Sementara itu, para petani, nelayan, dan para UKM dibebani dengan biaya produksi yang cukup tinggi, seperti: harga pupuk, benih, transportasi, kian hari harganya terus mengalami kenaikan. Meskipun ada subsidi dari pemerintah itu hanya sementara dan tidak merata karena persyaratannya cukup rumit dan panjang. Belum lagi lahan pertanian yang semakin berkurang karena alih fungsi menjadi perumahan, pabrik, insfrastruktur, dan lainnya, sehingga hal inilah yang menyebabkan para petani sulit untuk berkembang dan enggan untuk menggarap lahan. Lalu Bagaimana swasembada bisa terwujud jika antara tujuan dan langkah kongkritnya tidak berkorelasi?
Ironis memang di sisi lain wilayah yang memiliki potensi alam subur dan sangat luas, sumber daya manusia dan hayati yang melimpah, tetapi untuk memenuhi kebutuhan pokok masih tergantung kepada negara lain dengan terus membuka keran impor. Inilah gambaran penguasa yang menganut sistem sekuler kapitalis di mana aturan agama dijauhkan dari kehidupan. Sehingga melahirkan individu-individu yang minim empati terhadap sesama, dan juga pemimpin yang tidak memiliki konsep jelas, setiap kebijakan seolah-olah dipaksakan, peran penguasa sangat minim. Negara memosisikan diri sebagai regulator dan fasilitator, sementara pemenuhan kebutuhan masyarakat diserahkan kepada perusahaan atau pengusaha.

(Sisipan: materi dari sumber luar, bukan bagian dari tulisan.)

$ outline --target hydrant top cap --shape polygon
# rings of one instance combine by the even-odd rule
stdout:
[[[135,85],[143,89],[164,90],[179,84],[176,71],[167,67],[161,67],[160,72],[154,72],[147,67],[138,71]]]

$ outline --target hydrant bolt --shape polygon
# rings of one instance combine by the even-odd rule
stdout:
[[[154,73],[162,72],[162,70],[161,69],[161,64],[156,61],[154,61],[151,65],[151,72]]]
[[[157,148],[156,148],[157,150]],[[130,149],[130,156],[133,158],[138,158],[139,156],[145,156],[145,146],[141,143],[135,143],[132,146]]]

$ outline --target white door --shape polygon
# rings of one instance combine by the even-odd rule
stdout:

Swasembada dalam sistem kapitalis sangatlah tidak relevan, berbanding terbalik dengan aturan Islam. Seorang pemimpin dalam pemerintahan Islam bertanggung jawab penuh melindungi rakyatnya. Adapun langkah yang diambil oleh seorang penguasa, adalah dengan memberi support penuh kepada para petani, nelayan, dan UKM agar bisa memproduksi bahan pangan dengan kualitas yang tidak kalah bagus dengan barang luar, guna mewujudkan swasembada pangan dan menutup rapat celah impor, terlebih yang akan menyebabkan produk dalam negeri tidak bisa dipasarkan.
Negara akan menyediakan lahan pertanian kepada masyarakat yang tidak mampu, serta memberikan bantuan berupa bahan yang dibutuhkan bagi petani, seperti bibit unggul, pupuk, dan obat-obatan serta menyebarluaskan teknik-teknik modern yang lebih efisien di kalangan petani, begitu pula bagi para nelayan, dan UKM. Untuk menjamin hal itu pemerintah akan memberikan modal secara gratis kepada mereka. Selain itu negara akan mengontrol penuh alih fungsi serta mendukung perluasan lahan pertanian dengan cara menghidupkan lahan mati.
“Siapa saja yang telah menghidupkan sebidang tanah mati, maka tanah itu menjadi miliknya.” (HR. Al-Bukhari)
Sedangkan di sektor perdagangan, penguasa akan menjamin harga komoditas hasil pertanian, agar mekanisme penjualan bisa berjalan tanpa adanya manipulatif baik dari pembeli maupun penjual. Selain itu negara akan selalu selektif dalam kebijakan masuknya barang dari luar, jika memang barang tersebut tidak dapat diproduksi dalam negeri maka akan dibuka keran impor, tetapi sebaliknya jika barang masih bisa diproduksi dalam negeri maka impor akan ditutup rapat.
Itulah aturan yang telah ditetapkan dalam syariat Islam, maka sudah selayaknya kita sebagai seorang muslim harus taat dan tunduk kepada hukum-hukum yang telah ditetapkan oleh Allah Swt. dan dicontohkan oleh Rasulullah saw, selain akan mendapatkan rida dariNya, pasti akan mendatangkan manfaat berupa ketahanan di bidang pangan karena optimalnya periayahan pemimpin terhadap rakyatnya.